戸谷 陽子 お茶の水女子大学
20世紀後半以降のアメリカ舞台芸術の分野において、パフォーマンス・アートというジャンルは1960年代以降、アーティスト個人の生身の身体を媒介として表現される新たなるジャンルとして活発化した。その中で、女性の身体表象を軸にしたパフォーマンスもいくつかの流れをもって確実に実践されてきたが、これには60年代の公民権運動やヴェトナム反戦運動が盛んであった時代を背景に女性解放運動が「第2のフェミニズムの波」として、政治的・文化的な活動に大きく影響したことが、ひとつの大きな思想的背景となっている。60年代はまた、新たなる前衛演劇がいわゆる「肉体の演劇」を中心に台頭し始めた時期でもあった。そしてこれがテクノロジーの進化を背景に新たな局面を迎えたのが80年代であった。C.W.E. Bigsbyは、演劇における文化的地殻の大変動ともいうべき変革は、50年代にノースカロライナ州のブラックマウンテンカレッジで発信されたハプニングやパフォーマンス等の新たなアート運動に起源を発し、60年代に隆盛を極めるアメリカの前衛演劇の始点もここであったことを指摘しているが、パフォーマンス・アートというジャンルそれ自体は、20世紀初頭モダニズムの時代より、50年代のフルクサス運動を経由して継承されてきたともみることができよう。

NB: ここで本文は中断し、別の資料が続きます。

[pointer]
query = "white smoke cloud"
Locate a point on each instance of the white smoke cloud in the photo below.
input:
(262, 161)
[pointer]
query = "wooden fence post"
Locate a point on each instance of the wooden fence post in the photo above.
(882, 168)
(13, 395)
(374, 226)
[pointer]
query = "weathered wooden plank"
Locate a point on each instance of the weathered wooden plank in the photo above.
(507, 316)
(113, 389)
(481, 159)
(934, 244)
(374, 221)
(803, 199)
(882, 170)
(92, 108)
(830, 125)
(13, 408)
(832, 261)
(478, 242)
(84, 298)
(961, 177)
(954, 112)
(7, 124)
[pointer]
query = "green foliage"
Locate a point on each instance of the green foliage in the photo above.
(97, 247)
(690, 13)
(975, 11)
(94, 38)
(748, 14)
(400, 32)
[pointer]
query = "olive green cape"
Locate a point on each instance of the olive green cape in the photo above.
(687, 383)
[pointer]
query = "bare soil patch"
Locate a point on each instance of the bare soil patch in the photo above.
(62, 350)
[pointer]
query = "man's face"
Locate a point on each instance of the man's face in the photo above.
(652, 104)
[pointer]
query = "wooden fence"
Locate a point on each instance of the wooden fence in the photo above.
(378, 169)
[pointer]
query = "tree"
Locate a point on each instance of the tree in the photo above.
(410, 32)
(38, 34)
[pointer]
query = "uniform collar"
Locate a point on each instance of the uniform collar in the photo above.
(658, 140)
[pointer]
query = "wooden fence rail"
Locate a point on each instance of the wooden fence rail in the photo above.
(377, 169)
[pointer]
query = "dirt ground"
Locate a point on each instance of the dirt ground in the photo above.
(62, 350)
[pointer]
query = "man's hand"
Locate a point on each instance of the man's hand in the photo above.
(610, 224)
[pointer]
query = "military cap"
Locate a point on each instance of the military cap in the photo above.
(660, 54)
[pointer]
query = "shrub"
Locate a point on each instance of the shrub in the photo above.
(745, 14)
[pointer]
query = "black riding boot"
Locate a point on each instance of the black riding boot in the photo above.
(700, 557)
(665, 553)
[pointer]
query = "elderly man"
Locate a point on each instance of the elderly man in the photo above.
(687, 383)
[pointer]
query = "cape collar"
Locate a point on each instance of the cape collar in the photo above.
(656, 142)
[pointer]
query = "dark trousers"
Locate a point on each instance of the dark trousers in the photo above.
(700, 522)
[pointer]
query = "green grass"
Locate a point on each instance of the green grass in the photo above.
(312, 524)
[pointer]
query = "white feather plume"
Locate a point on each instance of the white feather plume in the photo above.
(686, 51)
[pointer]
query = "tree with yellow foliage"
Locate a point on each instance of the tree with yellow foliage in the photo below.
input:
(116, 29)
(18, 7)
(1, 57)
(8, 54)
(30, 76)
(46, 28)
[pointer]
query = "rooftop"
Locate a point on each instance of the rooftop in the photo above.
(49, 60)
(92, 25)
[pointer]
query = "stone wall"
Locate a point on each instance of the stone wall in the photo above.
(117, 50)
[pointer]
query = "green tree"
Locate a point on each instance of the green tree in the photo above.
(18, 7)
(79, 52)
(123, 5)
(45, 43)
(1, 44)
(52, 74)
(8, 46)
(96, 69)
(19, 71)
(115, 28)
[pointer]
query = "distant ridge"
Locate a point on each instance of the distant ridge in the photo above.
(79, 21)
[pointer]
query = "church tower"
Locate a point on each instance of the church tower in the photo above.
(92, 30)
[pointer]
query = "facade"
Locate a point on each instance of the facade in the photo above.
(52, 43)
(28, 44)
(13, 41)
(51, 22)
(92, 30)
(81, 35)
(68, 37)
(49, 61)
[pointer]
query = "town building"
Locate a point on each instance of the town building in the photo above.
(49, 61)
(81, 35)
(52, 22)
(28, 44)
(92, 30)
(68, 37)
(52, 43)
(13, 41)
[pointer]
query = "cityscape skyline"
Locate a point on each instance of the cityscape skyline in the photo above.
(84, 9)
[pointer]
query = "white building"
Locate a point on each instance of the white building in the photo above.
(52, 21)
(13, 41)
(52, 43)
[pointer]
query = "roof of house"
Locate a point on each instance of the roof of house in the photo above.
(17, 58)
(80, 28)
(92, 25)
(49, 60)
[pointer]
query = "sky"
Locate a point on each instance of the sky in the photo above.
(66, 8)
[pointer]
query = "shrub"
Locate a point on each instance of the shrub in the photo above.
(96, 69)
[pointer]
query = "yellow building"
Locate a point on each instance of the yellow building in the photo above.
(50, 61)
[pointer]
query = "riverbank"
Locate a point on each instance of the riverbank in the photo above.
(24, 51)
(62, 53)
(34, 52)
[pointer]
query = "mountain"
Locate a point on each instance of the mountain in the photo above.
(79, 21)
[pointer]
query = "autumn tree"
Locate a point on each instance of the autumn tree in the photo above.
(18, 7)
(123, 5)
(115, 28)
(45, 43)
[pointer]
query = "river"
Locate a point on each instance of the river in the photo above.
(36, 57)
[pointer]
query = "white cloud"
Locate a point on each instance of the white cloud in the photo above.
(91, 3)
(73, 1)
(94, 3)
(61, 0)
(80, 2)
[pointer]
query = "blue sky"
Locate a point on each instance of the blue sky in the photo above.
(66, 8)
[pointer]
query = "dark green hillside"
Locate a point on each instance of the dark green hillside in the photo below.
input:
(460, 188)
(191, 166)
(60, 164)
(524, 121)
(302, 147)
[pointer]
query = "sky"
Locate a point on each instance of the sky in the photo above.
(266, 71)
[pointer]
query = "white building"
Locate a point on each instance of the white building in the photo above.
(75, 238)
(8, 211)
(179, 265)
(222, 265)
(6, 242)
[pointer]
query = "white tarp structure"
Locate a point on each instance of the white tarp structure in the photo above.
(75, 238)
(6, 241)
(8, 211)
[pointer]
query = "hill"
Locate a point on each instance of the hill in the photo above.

本発表では、女性自身の身体に対する認識に焦点を絞り、女性によるパフォーマンスを対象に、20世紀後半以降のパフォーマンス・アートという舞台芸術のジャンルにおける女性の身体に対する認識とその表象を考察する。初期のフェミニストパフォーマンスに見られる女性の身体を自らのものとして再獲得することを目指すような身体表象、70年代から80年代にかけて理論・実践ともにフェミニズムが浸透していく中で出現した、ジェンダーの境界線を身体に変更を加えることによって撹乱していくような戦略をもつパフォーマンス等を、フルクサス運動の主力メンバでもあったCarolee ShneemanのInterial Scroll(1975)、パフォーマンス・アートというジャンルを大衆に認知させた功績をもつLaurie AndersonのOh Superman in United States (1979)、自らの身体を検証の対象として見世物化してみせたAnnie Sprinkle、わいせつな身体と名づけられたKaren FinleyやPenny Arcadeらのパフォーマンスを考察対象に、また写真家Cindy Shermanの活動も視野に入れつつ、仮に女神の身体、わいせつな身体およびおぞましい身体、さらにサイボーグの身体と分類して各々の身体表象のあり方を検証し、今日的な文脈の中で理論付けを試みたい。